The commission strongly criticized the crackdown, calling for “an end to the state of emergency, without any delay.”
The report ruled out any further progress in Ankara’s membership bid, saying, “Under the current circumstances, it’s unthinkable to open up new [accession] chapters.”
To achieve membership, any applicant country has to complete 38 chapters. Ankara has completed only one chapter, with several European countries already blocking further progress.
“These [EU report] words are probably the harshest we’ve ever seen in the past decades,” said political scientist Cengiz Aktar. “Turkey is now, for the EU, a third country, not a membership candidate. It’s not a country that negotiates; the progress report talks mainly more about regrets rather than progress.”
While Ankara’s membership bid remains frozen, the report acknowledged Turkey’s economic prowess, describing it as “much advanced” and a “functioning market economy.”
Turkey has a customs union with the European Union and its 80 million people are an important market for European companies.
Turkey’s hosting of refugees, mainly from the Syrian civil war, was also praised, with the commission describing “outstanding efforts” to provide for the four million refugees in the country. Since Ankara signed an agreement with the European Union, Turkey is acting as a gatekeeper to stem the flow of refugees into Europe.
Despite the critical report, relations are predicted to continue. “Turkey is a key, strategic neighbor and we will continue our cooperation,” said EU enlargement commissioner Hahn. “The relationship with the EU will continue as now through ad hoc deals,” said Aktar.
“Economically, Turkey is important to the European Union, the energy connection, the lucrative contracts, tenders,” said political analyst Atilla Yesilada of Global Source Partners. But he said Turkey now poses a dilemma for Europe.
He said in the EU, there are “pragmatists” who don’t care about human rights. “They want accession [membership process] to end and start a new partnership purely based on economic deals.
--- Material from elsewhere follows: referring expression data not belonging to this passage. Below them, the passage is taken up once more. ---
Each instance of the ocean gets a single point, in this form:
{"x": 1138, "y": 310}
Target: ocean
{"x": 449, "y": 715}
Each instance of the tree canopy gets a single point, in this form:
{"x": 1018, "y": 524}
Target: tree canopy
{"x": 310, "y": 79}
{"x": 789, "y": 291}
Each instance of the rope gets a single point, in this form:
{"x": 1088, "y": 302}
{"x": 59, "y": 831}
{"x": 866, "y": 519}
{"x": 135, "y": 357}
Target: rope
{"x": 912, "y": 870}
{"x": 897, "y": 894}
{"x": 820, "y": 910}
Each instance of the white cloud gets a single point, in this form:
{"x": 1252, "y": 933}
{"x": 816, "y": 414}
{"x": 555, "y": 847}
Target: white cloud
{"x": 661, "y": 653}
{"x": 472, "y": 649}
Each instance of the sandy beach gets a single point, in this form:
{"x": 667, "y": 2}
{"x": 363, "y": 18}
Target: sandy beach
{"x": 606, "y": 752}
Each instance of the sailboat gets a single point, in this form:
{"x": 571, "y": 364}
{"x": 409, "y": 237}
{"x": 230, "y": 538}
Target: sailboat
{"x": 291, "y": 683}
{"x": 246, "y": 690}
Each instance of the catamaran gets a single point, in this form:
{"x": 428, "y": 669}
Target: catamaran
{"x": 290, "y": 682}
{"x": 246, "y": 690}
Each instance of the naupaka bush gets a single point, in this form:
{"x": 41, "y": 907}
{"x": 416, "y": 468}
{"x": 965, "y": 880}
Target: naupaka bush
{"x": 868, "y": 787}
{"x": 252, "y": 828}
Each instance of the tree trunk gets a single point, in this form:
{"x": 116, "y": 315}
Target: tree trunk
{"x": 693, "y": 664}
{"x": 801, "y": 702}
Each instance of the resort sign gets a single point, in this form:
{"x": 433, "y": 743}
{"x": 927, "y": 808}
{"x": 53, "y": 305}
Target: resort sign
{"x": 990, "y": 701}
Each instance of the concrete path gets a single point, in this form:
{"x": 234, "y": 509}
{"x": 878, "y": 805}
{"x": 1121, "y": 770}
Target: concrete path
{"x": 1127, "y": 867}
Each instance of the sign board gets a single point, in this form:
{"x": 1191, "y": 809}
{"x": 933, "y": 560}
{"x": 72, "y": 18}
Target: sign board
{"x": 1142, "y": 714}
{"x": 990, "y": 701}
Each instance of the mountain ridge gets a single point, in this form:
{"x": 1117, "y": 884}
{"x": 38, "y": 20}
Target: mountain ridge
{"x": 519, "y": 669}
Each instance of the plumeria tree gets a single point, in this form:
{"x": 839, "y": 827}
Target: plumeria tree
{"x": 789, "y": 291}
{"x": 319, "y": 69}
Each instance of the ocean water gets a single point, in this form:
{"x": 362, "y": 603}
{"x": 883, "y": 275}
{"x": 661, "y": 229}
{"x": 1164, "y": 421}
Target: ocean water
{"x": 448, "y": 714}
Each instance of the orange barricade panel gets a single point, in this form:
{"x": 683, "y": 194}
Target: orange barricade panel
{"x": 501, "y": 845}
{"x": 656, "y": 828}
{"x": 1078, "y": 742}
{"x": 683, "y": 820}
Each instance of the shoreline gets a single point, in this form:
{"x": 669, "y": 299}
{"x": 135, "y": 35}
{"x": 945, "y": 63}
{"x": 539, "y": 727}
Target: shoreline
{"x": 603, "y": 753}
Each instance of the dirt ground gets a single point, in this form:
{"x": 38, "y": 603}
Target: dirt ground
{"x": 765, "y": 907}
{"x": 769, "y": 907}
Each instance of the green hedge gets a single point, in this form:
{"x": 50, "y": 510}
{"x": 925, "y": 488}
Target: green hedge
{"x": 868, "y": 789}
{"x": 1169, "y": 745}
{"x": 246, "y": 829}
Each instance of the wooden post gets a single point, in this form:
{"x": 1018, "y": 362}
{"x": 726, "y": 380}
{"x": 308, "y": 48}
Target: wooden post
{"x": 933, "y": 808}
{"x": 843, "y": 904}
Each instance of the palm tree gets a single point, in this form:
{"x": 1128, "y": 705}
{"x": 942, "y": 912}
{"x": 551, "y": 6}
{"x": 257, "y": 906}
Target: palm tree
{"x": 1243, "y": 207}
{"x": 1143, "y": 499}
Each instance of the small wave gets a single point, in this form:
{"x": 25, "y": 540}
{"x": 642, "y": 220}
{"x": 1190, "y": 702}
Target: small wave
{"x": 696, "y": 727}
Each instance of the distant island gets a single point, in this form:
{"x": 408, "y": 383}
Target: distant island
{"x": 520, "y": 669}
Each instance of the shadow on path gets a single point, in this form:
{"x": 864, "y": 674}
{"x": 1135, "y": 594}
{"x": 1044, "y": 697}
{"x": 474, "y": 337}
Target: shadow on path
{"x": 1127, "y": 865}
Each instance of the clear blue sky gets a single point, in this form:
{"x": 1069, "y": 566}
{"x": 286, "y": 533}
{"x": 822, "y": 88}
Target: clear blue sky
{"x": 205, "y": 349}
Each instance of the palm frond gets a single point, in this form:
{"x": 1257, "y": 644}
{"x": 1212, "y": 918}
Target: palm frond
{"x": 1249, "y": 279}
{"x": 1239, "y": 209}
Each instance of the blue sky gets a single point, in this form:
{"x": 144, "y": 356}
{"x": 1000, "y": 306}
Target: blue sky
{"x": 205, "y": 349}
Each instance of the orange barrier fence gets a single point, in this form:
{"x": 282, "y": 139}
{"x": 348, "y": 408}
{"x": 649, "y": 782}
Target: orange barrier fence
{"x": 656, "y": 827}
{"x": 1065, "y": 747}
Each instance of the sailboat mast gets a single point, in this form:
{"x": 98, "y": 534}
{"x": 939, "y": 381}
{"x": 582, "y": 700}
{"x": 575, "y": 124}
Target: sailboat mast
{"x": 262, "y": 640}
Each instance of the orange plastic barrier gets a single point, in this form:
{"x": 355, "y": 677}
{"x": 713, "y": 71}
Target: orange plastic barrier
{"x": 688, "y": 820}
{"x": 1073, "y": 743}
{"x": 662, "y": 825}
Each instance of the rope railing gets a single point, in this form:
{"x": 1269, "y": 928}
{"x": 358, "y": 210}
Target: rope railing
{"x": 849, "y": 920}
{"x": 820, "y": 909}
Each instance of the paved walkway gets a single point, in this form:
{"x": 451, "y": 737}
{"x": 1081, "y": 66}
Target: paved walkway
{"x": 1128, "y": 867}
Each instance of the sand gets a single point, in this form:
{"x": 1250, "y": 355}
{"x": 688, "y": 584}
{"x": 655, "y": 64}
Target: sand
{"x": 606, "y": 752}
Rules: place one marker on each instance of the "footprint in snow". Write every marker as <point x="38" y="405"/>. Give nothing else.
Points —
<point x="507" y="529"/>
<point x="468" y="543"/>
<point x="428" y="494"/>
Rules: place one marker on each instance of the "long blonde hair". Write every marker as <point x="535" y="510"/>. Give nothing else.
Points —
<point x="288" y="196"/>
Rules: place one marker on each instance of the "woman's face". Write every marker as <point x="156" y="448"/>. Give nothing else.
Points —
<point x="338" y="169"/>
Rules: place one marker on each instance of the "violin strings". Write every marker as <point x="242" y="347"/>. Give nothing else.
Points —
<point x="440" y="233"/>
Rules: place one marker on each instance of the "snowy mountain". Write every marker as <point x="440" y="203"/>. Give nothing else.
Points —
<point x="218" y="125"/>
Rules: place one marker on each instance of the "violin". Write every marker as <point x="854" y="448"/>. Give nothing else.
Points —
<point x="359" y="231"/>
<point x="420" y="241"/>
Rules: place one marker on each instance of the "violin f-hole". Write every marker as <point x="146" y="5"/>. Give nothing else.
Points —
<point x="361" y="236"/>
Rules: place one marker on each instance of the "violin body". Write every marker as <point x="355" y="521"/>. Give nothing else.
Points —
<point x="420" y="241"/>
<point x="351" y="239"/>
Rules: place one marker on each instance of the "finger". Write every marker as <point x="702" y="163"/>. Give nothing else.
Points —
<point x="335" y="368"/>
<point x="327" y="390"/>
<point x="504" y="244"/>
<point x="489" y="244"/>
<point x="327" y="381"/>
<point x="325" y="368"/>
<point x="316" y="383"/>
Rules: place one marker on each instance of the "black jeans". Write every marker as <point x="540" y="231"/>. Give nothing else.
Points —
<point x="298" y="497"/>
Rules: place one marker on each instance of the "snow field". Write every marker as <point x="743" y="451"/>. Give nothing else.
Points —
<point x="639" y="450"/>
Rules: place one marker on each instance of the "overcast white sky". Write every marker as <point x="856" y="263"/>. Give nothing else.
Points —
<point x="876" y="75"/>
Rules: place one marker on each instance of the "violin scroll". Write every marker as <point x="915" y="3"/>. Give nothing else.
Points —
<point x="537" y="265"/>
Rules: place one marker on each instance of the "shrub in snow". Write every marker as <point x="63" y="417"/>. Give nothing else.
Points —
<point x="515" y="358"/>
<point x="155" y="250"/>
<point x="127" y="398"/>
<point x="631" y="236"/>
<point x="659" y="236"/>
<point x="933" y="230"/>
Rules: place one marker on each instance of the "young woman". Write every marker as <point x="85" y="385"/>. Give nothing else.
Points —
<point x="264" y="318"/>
“And obviously,” he continued, “there are the liberals who want Turkey to improve and not to have any relationship whatsoever until Turkey improves. But at this point, the EU is not in a united position to make an offer to Turkey and they are going to let things reside and will adopt the path of least resistance, which means not to give anything to Turkey but at the same time not upsetting it.”
Turkish President Recep Tayyip Erdogan officially maintains that Turkey is committed to EU membership and is pressing Brussels for further progress in the country’s accession aspirations. Experts, however, point out that Ankara has given little indication it is prepared to address Brussels’ criticisms over human rights, leaving little expectation of progress and a growing belief Ankara’s bid is all but dead.
But a rupture in Turkey-EU relations is unlikely even as Turkey faces increasing isolation from its traditional Western allies and ongoing turmoil in Syria.
“Turkish foreign policy is in a bit of trouble right now; it’s almost exclusively concentrated on Syria and the future of Syria,” said international relations expert Soli Ozel of Istanbul’s Kadir Has University.
He said Ankara probably “will want to reduce the tensions with Europe because “Syria takes up all the energy; it involves relations with Russia, relations with Iran, relations with the United States.”